There were only 61 confirmed unprovoked attacks by sharks on humans worldwide in 2004, according to the International Shark Attack File (ISAF). Only seven people people died: including two in Australia and one each in California, Hawaii, South Africa, and Brazil. (The location of the remaining fatality was not specified.)
Still, the threat, however small, is real. And the best way to prepare yourself for a possible shark encounter is to know how to avoid an attack, what to do if you are bitten, and how to help attack victims.
HOW TO AVOID AN ATTACK
Stay away from the mouths of rivers after heavy rains, when freshwater fishes and other animals are swept out to sea.
Swim clear of fishing boats. They often trail fish remains and blood, which can draw sharks.
If you're bleeding, including menstruating, stay on the beach.
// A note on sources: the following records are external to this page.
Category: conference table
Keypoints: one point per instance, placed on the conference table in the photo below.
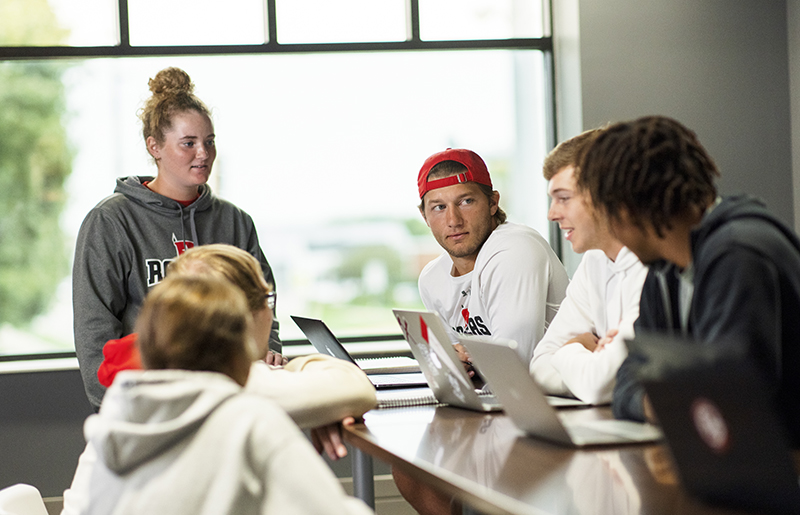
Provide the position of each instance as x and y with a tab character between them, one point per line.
493	468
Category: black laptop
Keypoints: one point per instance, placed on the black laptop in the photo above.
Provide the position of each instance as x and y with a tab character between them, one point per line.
389	372
720	425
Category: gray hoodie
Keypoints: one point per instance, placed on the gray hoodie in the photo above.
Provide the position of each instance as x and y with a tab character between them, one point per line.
124	246
176	441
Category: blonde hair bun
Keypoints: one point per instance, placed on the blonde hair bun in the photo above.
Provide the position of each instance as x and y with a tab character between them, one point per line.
170	81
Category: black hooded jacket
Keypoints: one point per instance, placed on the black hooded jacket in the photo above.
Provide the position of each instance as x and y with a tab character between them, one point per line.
746	288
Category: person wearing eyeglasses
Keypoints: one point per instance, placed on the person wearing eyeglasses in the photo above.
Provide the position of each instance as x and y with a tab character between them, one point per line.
126	242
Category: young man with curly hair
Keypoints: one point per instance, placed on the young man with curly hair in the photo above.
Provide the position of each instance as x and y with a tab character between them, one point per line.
721	269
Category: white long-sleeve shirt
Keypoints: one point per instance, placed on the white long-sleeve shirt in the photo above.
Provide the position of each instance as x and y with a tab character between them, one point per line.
602	295
513	291
314	390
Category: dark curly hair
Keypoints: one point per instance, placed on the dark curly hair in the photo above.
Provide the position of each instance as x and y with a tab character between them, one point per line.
654	168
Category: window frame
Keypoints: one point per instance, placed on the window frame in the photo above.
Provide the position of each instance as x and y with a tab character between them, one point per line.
413	42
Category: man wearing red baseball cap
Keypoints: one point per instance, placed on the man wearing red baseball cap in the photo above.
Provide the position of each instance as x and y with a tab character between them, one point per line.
495	278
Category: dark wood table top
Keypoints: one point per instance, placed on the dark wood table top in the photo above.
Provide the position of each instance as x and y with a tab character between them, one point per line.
486	462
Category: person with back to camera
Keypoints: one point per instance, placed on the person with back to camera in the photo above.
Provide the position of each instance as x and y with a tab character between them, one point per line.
126	242
317	391
183	436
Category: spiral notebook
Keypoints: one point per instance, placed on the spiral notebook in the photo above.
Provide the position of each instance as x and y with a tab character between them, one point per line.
385	372
406	397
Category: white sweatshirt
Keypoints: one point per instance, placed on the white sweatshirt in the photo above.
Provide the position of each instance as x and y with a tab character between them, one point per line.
513	292
602	295
177	441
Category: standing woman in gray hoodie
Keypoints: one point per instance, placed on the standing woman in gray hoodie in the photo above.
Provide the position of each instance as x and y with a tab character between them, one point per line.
126	242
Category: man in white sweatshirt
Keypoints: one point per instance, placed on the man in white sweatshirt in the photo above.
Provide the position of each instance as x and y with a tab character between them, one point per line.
583	346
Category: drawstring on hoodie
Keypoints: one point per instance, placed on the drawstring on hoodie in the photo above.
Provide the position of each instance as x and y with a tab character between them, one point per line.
192	225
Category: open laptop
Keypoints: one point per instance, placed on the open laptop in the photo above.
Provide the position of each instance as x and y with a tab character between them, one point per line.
719	423
527	404
429	341
391	372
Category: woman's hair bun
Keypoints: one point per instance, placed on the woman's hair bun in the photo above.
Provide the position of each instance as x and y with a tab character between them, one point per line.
171	81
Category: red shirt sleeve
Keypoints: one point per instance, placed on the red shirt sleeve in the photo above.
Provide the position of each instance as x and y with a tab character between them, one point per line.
121	354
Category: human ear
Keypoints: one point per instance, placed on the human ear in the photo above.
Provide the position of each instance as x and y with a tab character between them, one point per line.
153	147
495	203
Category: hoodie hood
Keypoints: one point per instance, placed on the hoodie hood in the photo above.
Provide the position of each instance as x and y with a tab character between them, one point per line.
145	413
134	189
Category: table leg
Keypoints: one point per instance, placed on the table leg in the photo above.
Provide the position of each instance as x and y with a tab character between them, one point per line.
363	477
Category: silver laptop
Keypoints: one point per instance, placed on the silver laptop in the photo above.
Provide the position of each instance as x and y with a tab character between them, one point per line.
526	404
427	336
397	372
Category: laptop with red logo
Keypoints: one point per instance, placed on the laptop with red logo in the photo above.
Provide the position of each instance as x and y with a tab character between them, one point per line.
726	440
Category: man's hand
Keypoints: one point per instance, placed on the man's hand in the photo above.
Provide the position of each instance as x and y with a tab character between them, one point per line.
328	439
588	340
605	340
276	359
463	355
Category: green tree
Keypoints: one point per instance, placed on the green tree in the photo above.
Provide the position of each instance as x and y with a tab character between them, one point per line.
35	160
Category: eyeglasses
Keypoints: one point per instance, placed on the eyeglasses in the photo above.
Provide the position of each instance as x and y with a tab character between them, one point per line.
270	298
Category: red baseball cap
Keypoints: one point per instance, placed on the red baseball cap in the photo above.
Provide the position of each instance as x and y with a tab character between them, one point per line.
476	170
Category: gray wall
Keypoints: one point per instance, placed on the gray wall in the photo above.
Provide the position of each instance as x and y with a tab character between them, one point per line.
718	66
41	428
793	17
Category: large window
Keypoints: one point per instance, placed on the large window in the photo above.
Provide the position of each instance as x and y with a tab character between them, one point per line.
321	127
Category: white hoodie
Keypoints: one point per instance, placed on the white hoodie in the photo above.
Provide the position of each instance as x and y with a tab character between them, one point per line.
177	441
602	295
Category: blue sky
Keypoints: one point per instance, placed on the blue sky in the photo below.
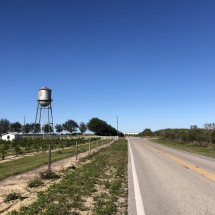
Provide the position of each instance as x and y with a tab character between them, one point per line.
151	63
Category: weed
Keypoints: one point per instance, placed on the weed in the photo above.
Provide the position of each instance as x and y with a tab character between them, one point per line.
12	196
36	182
58	152
89	180
49	175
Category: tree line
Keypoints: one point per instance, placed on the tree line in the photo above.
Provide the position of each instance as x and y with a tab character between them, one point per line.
203	136
95	125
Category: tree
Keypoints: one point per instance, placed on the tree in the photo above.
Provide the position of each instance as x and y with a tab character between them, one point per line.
4	126
16	127
99	126
59	128
46	128
70	126
82	127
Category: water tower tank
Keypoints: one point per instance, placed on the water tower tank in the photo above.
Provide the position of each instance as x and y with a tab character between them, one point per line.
44	97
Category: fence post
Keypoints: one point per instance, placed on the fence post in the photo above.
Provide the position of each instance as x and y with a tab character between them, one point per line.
49	164
76	150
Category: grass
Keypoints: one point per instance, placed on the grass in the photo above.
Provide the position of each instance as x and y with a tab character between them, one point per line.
194	148
12	196
103	180
29	163
36	182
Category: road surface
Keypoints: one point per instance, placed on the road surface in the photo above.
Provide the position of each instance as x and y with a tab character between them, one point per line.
169	181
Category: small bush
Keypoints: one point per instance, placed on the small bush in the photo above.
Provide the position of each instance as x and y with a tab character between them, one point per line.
58	152
12	196
72	167
36	182
47	175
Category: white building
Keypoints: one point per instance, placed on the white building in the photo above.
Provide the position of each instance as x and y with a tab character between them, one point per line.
12	136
Sharks can smell and taste even the smallest amount of blood from over a mile (1.6 kilometers) away and trace it back to its source.
If you cut or injure yourself in the water, get out! Do not stay in the water with blood around you.
Stay out of the water if fish blood or baitfish are present. In other words, steer clear of fishers.
Avoid large groups of fish, seals, or sea lions. They all are prominent on the shark's menu.
Stay away if you see large groups of dolphins and seabirds. They are attracted to the same food sharks eat. And don't make the mistake of thinking that if dolphins are present, there won't be any sharks around. Dolphins can be prey for large sharks.
Stay away from dead animals in the water.